Just as games have been scapegoated for sins of men with guns, diverse developers and critics have been scapegoated for prejudice against video games as a medium--and they face the same headwinds from this renewed conservative attack on video gaming as everyone else in the industry. (With the added predicament, of course, that the very existence of people like myself is an affront to these same ideologues.)
But, in short, we are all in this together and must act like it.
I was heartened to see a counternarrative emerge from the nonprofit Games for Change, which did its own 90 second highlight reel showing breathtaking and emotional moments from numerous games--and I don’t think it’s a coincidence that this face of our medium was a more diverse one, either.
There’s been some criticism of this counter-reel that’s worth reckoning with, of course. The violence of our medium is not merely an atavistic indulgence; it can be art in itself. As IGN’s Chloe Rad notes, “there is truth and even beauty in ugliness, horror, and despair and there are countless games that speak to that in deep and surprising ways.” That mustn’t be forgotten as we bat this tiresome argument back and forth against the right wing ideologues.
But it’s perhaps fairest to say that in recognizing the common interest that unites Firewatch with CoD, Life is Strange with Doom, we acknowledge the incredible diversity of our medium’s narrative vocabulary. Violence in games can be artistic; videogames are also more than violence.

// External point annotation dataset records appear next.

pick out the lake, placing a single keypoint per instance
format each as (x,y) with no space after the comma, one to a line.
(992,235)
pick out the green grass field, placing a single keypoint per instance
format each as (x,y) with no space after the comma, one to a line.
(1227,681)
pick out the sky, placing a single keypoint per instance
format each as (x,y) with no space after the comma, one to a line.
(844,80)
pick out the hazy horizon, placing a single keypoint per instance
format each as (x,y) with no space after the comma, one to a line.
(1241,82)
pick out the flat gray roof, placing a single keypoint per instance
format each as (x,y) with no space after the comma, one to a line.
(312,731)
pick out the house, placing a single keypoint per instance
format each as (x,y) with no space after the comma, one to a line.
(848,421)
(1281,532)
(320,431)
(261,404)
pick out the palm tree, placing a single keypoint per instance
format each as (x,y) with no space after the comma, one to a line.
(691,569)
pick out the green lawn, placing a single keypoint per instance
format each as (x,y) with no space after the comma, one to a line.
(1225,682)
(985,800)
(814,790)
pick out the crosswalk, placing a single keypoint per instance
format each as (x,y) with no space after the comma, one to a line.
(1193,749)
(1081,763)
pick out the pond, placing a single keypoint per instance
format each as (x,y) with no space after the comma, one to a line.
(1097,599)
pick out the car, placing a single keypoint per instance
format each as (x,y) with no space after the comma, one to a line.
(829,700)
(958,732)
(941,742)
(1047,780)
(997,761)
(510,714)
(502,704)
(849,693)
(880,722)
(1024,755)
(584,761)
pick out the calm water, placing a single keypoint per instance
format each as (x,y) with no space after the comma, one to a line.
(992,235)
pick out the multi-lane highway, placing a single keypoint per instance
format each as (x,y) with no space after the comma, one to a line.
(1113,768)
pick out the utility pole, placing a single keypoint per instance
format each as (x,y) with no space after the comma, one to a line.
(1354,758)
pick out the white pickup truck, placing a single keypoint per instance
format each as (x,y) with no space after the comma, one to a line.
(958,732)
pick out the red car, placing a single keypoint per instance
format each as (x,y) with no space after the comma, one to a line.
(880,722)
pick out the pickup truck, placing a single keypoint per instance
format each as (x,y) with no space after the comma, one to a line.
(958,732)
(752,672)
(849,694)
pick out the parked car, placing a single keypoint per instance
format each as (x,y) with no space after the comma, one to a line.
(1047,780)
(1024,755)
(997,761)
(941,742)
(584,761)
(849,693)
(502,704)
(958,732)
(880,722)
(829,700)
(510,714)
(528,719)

If any good is to come from this sham of a meeting--an invitation to which no one, least of all the head of the ESA, should have accepted--it is clarity about who the real enemy is, and where the real battle for our freedom of expression is actually going to be fought.
Katherine Cross is a Ph.D student in sociology who researches anti-social behavior online, and a gaming critic whose work has appeared in numerous publications.